Each example consists of two six-line entries. Each six-line entry is separated
by a single blank line; examples are separated by two blank lines. Where the
first line is Original sentences:, the sentence is unchanged from the
underlying data; Substitution sentences: indicates that a word has been
perturbed.
"Original sentences:" or "Substitution sentences:"
a sentence, in English (source).
the sentence, in the target language.
a word from the English sentence.
the word, in the target language.
the grammatical gender of the word in the target language, fem or masc.
Statistics of the dataset per target language:
French: 100 "at risk" pairs, 100 "not at risk" pairs
German: 100 "at risk" pairs, 100 "not at risk" pairs
Spanish: 100 "at risk" pairs, 100 "not at risk" pairs
Russian: 59 "at risk" pairs, 100 "not at risk" pairs
This dataset is automatically curated, with a human verification step that follows the automatic process. The class of issues we are interested in are those where translation to a gender-marking language exposes a model's gender preference for a personal reference.

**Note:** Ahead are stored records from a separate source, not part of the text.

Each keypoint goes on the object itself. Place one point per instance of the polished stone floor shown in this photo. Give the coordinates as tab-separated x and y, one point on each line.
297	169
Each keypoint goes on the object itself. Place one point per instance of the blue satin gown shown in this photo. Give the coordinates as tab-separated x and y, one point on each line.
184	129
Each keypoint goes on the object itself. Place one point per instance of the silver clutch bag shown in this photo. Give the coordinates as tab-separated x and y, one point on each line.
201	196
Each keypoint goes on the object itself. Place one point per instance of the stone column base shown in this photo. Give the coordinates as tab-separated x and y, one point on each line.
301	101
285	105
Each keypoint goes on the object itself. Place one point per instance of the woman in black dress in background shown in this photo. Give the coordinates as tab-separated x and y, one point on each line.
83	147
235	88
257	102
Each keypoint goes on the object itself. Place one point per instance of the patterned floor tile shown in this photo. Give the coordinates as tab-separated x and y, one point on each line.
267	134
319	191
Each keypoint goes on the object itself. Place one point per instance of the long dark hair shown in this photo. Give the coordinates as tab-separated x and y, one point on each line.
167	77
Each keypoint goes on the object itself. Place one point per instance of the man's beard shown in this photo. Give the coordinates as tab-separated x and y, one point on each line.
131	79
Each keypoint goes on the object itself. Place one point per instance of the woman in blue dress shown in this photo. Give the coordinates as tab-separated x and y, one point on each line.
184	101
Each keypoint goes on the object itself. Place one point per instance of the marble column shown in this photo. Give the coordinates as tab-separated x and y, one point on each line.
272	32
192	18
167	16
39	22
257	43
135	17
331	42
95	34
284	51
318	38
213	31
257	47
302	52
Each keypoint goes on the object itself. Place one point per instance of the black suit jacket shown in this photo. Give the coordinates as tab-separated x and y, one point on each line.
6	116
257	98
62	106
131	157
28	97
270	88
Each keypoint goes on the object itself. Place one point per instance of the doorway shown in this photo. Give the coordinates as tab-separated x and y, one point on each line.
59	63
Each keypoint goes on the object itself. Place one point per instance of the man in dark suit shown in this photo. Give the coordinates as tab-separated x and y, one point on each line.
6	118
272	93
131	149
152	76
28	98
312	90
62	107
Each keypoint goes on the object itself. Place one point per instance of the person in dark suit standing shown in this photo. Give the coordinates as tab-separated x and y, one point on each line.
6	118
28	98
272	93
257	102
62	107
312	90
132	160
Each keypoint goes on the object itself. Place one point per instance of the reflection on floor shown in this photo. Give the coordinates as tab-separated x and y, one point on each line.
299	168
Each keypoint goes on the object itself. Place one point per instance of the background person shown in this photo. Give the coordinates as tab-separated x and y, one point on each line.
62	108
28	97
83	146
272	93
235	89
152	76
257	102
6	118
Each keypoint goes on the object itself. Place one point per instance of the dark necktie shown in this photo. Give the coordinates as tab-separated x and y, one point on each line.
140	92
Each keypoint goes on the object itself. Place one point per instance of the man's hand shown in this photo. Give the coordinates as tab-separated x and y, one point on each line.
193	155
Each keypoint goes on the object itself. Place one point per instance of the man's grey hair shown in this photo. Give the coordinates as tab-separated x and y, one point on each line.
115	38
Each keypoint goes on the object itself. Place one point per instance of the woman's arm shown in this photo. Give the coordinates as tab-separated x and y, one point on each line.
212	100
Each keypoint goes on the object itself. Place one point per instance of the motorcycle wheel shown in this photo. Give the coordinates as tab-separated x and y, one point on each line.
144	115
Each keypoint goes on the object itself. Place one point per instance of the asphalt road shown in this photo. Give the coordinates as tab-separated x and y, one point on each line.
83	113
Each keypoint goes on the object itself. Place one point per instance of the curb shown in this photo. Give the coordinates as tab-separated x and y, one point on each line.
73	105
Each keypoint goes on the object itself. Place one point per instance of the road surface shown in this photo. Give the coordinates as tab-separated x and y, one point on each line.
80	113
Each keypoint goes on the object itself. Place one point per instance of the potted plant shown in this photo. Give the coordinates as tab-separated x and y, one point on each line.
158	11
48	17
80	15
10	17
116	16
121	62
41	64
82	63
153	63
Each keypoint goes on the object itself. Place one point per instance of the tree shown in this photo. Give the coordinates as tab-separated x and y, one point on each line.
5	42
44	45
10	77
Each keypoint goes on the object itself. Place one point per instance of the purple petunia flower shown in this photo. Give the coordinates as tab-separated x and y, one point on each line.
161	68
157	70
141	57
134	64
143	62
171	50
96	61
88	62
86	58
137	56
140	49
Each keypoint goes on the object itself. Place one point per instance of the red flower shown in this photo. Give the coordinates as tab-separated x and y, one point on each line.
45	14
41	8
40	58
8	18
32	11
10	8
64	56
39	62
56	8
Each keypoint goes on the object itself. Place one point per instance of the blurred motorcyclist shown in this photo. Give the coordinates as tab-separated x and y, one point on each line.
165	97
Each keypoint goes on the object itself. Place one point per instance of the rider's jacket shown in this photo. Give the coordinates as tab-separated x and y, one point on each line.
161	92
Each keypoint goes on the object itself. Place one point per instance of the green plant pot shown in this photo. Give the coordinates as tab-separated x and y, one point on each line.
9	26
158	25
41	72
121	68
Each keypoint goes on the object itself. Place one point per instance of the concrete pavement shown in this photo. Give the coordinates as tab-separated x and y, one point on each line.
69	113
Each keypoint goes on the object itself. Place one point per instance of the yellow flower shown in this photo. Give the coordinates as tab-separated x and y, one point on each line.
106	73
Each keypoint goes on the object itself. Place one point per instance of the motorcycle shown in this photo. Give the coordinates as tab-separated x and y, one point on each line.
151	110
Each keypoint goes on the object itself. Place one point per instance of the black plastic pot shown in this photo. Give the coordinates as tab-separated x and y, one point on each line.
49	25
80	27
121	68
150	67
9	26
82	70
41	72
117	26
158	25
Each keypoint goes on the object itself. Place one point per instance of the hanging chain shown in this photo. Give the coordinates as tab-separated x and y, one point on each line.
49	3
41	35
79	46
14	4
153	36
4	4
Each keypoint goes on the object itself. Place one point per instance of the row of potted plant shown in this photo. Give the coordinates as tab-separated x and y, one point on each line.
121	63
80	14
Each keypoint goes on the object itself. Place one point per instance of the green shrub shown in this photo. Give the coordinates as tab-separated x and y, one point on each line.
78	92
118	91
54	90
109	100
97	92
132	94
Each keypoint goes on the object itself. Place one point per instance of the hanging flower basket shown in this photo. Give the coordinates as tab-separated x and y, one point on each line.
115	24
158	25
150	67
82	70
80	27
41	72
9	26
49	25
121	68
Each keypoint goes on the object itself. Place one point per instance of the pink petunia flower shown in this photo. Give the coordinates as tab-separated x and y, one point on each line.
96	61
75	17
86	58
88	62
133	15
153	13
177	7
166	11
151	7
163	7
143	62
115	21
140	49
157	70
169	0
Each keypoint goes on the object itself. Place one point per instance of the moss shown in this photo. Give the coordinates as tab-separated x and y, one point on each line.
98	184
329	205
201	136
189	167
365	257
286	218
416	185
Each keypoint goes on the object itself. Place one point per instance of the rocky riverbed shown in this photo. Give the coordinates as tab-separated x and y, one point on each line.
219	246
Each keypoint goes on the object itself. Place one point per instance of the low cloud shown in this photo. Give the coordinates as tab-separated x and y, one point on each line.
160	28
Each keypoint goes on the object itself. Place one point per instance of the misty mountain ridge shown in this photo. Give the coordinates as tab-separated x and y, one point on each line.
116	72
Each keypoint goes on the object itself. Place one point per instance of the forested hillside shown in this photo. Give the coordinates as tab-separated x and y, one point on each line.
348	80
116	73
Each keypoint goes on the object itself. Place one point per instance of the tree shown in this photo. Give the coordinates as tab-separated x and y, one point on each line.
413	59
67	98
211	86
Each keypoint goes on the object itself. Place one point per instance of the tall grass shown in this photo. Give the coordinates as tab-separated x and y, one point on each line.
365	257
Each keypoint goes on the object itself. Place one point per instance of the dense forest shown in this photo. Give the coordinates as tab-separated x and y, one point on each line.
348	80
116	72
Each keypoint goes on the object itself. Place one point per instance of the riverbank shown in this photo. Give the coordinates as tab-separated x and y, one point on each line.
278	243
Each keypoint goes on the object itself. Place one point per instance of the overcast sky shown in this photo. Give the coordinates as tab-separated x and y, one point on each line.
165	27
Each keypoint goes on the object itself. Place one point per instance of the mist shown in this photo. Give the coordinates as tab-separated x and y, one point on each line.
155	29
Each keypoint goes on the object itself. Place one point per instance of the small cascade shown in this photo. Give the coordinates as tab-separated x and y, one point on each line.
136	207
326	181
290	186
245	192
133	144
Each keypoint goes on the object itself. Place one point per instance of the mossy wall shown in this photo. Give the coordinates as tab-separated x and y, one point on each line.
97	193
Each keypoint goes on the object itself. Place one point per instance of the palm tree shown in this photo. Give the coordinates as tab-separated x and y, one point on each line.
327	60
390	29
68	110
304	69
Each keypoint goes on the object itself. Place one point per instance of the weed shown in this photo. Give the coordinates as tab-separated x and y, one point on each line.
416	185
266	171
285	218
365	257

By publicly releasing our dataset, we hope to enable the community to work together towards solutions that are inclusive and equitable to all.
Sentences with no human entities or more than a single human entity are filtered out. Sentences that are not gender-neutral are also filtered out.
All sentences are taken from the subreddit "career". The perturbations to the entity are done using BERT.
There is no human annotation step, only a human verification step, where speakers of both source and target languages verify that "at risk" sentence pairs exhibit problematic behavior upon translation.
For each target language, the verifier was a speaker of both English and the target language.
The main goal of this dataset is to promote fairness in machine translation, by providing an evaluation benchmark to this end. We focus specifically on gender bias.
- The scale of the dataset is relatively small.
- The chosen sentences depend on the underlying translation model used for translation. In our case - Google Translate.